Journal: Southern Baptist Journal of Theology
Volume: SBJT 24:1 (Spring 2020)
Article: A Way-Station To Egalitarianism: A Review Essay Of Aimee Byrd’s "Recovering From Biblical Manhood & Womanhood"
Author: Denny R. Burk


A Way-Station To Egalitarianism: A Review Essay Of Aimee Byrd’s Recovering From Biblical Manhood & Womanhood

Denny Burk

Denny Burk is Professor of Biblical Studies at Boyce College, the President of the Council on Biblical Manhood and Womanhood, and Associate Pastor at Kenwood Baptist Church in Louisville, Kentucky. Dr. Burk earned a ThM from Dallas Theological Seminary and a PhD from The Southern Baptist Theological Seminary.

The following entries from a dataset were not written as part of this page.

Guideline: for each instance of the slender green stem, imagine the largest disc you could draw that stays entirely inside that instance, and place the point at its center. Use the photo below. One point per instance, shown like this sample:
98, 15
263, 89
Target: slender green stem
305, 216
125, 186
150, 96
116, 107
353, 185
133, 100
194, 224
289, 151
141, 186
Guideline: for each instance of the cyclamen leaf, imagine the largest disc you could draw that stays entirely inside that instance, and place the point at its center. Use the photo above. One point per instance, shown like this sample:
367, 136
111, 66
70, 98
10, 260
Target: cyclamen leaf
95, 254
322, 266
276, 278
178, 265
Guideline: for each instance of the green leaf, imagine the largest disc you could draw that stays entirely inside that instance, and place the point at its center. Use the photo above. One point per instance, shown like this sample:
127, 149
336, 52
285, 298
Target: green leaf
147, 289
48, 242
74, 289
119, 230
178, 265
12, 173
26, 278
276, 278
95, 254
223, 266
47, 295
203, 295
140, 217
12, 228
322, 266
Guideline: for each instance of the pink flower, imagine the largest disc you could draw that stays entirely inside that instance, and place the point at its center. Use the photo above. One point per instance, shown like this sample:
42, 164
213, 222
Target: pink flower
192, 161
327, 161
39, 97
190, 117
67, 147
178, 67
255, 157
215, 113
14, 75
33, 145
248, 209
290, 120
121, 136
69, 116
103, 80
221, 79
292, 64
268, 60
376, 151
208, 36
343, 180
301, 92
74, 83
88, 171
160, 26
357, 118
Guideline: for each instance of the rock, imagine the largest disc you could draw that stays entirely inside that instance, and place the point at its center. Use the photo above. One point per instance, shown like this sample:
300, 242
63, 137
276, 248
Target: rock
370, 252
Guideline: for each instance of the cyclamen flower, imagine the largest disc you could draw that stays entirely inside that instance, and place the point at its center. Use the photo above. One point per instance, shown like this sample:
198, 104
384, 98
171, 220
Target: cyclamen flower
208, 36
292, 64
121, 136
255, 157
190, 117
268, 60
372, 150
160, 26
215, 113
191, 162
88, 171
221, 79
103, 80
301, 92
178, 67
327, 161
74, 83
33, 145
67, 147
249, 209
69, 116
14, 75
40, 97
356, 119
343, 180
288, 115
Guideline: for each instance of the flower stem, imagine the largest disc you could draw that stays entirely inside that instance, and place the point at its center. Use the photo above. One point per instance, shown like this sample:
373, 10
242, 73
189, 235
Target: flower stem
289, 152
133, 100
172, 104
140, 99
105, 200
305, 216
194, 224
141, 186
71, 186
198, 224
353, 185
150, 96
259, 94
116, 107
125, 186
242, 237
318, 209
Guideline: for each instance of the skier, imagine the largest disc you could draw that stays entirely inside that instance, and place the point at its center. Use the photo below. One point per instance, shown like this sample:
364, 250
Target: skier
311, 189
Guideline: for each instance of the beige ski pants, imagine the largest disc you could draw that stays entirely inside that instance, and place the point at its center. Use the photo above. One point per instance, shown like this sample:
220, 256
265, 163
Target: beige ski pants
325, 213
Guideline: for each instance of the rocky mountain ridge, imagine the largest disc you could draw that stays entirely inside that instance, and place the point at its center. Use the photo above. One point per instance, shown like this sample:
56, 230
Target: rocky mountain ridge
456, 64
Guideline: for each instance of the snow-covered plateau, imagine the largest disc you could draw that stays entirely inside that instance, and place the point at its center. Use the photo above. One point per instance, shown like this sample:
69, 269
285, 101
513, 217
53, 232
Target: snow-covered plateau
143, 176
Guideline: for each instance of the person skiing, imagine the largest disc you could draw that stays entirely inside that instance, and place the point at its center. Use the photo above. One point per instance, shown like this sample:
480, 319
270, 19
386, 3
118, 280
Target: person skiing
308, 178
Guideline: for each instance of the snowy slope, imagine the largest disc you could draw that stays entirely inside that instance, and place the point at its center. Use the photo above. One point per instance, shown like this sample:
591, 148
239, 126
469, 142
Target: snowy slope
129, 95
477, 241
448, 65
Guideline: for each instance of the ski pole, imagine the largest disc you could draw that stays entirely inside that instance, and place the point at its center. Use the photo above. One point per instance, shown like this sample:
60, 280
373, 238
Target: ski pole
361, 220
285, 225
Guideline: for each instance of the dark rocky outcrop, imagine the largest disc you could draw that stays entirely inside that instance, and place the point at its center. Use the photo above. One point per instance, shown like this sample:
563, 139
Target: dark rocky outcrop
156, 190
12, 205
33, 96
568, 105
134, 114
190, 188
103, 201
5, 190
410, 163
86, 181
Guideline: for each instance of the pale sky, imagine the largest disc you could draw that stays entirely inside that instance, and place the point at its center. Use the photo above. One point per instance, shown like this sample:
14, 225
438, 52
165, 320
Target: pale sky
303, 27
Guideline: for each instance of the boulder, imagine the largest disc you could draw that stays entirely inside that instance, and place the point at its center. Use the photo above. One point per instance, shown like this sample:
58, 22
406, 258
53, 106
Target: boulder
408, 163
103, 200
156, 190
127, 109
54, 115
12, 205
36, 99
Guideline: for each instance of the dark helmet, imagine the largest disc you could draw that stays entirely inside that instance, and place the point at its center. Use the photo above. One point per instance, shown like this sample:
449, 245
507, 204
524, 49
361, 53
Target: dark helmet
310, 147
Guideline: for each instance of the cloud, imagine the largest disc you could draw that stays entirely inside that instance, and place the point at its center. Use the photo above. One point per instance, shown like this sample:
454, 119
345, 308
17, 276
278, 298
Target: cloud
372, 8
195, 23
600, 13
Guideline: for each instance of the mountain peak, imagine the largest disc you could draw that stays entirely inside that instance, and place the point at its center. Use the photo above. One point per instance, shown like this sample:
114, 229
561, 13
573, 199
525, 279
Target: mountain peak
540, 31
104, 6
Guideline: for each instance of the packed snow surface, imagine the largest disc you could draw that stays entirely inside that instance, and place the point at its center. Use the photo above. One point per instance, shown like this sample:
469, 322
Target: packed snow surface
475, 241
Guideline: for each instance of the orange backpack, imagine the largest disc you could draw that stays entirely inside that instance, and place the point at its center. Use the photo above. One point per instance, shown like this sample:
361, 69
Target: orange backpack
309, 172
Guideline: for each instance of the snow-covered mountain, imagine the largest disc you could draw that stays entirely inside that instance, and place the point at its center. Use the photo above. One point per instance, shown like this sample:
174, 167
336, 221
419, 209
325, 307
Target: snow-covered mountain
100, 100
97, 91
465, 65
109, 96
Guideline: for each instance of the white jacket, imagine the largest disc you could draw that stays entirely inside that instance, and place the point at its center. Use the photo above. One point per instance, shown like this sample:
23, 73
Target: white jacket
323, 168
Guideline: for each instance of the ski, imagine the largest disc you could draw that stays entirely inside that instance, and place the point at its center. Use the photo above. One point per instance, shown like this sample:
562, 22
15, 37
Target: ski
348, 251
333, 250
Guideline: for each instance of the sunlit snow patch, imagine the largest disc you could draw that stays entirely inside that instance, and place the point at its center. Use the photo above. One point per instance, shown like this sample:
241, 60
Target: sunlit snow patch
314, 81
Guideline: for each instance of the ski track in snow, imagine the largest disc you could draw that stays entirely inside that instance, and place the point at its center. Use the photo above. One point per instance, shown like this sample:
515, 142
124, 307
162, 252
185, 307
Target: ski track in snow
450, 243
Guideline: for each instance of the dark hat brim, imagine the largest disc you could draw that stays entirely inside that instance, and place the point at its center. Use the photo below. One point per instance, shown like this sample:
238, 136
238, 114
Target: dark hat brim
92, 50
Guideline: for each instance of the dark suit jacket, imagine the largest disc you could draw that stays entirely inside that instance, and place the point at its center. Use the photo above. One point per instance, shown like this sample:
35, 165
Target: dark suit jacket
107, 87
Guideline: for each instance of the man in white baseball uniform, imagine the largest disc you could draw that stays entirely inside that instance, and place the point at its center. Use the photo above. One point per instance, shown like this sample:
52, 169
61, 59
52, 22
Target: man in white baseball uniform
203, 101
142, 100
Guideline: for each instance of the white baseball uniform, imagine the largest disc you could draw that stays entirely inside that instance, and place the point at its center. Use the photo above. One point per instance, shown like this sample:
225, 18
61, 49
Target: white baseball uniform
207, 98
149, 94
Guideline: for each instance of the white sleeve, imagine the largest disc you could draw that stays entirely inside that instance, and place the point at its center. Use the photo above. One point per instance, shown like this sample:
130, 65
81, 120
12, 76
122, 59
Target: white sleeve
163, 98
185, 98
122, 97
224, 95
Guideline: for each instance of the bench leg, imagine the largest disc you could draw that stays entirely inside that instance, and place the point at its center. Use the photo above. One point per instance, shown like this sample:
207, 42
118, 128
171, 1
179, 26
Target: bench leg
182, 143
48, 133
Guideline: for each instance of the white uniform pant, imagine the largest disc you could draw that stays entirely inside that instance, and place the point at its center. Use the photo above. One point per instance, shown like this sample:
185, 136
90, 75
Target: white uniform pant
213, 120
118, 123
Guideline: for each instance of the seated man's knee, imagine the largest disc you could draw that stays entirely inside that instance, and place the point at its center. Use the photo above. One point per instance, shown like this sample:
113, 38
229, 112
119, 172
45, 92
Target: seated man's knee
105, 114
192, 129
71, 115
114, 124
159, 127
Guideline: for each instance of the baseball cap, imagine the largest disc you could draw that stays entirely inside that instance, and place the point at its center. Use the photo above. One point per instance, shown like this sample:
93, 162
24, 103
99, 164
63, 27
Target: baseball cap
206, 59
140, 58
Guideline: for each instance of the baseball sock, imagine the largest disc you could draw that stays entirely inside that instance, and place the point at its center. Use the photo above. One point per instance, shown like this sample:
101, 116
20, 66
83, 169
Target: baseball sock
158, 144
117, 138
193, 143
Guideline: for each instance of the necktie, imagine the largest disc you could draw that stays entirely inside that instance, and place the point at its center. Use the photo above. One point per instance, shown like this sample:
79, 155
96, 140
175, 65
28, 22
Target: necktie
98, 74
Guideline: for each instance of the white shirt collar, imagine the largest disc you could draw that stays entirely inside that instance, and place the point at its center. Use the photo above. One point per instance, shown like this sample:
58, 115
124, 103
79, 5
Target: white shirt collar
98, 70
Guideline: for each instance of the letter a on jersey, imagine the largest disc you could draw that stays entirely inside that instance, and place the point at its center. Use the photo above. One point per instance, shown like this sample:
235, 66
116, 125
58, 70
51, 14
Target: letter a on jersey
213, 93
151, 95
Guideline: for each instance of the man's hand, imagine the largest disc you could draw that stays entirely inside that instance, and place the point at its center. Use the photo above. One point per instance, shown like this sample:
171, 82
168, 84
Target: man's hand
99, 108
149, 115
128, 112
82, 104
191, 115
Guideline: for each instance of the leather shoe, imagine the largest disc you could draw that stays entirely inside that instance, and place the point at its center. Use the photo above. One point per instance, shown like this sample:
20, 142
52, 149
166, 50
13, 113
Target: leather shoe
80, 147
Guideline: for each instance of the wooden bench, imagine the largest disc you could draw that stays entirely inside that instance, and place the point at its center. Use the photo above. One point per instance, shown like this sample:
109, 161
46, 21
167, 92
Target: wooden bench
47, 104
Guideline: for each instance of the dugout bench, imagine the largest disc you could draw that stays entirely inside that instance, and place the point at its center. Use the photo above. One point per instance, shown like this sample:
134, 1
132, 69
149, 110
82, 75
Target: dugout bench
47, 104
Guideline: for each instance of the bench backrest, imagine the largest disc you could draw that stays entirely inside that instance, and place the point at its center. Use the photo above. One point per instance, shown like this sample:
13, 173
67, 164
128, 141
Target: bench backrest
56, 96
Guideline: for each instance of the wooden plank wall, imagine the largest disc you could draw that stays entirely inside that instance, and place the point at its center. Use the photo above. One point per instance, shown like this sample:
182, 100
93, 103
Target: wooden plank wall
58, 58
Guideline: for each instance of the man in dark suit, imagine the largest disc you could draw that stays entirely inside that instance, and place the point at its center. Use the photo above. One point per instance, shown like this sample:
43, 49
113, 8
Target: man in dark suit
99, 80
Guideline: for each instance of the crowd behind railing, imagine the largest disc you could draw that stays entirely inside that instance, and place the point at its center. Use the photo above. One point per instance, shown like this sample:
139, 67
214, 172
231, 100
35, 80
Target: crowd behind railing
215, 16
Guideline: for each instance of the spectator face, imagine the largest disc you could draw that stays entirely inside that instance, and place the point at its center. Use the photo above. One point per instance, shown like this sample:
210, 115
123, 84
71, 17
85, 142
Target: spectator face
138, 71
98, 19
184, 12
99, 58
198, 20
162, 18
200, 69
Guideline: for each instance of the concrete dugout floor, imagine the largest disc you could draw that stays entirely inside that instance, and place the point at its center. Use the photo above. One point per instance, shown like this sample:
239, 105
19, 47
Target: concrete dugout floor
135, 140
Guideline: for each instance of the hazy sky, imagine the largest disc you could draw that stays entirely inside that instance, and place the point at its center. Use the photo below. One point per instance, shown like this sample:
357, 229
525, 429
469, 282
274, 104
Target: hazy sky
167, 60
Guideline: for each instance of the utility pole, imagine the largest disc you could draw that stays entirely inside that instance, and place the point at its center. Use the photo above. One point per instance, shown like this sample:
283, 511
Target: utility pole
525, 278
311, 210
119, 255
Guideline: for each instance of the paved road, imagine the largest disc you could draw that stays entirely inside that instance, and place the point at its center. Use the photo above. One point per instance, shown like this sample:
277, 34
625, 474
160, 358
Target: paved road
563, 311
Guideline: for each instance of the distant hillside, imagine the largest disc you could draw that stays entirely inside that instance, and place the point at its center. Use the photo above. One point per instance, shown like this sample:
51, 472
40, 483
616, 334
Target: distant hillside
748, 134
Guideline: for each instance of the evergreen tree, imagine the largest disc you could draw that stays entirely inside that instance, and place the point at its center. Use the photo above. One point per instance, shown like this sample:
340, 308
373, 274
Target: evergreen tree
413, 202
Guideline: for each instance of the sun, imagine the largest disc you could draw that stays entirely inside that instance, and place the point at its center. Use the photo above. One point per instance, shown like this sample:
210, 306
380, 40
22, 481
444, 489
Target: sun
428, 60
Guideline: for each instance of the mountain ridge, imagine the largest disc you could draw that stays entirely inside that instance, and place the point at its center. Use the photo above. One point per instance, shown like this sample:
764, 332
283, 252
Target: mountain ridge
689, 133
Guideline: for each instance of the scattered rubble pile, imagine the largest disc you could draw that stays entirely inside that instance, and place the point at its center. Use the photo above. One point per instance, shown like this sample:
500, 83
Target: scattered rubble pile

He is the author of What Is the Meaning of Sex? (Crossway, 2013), Transforming Homosexuality (P&R, 2015), and a commentary on the pastorals in ESV Expository Commentary: Ephesians-Philemon (Crossway, 2017). Most recently, he co-edited God’s Glory Revealed in Christ: Essays on Biblical Theology in Honor of Thomas R. Schreiner (B&H, 2019).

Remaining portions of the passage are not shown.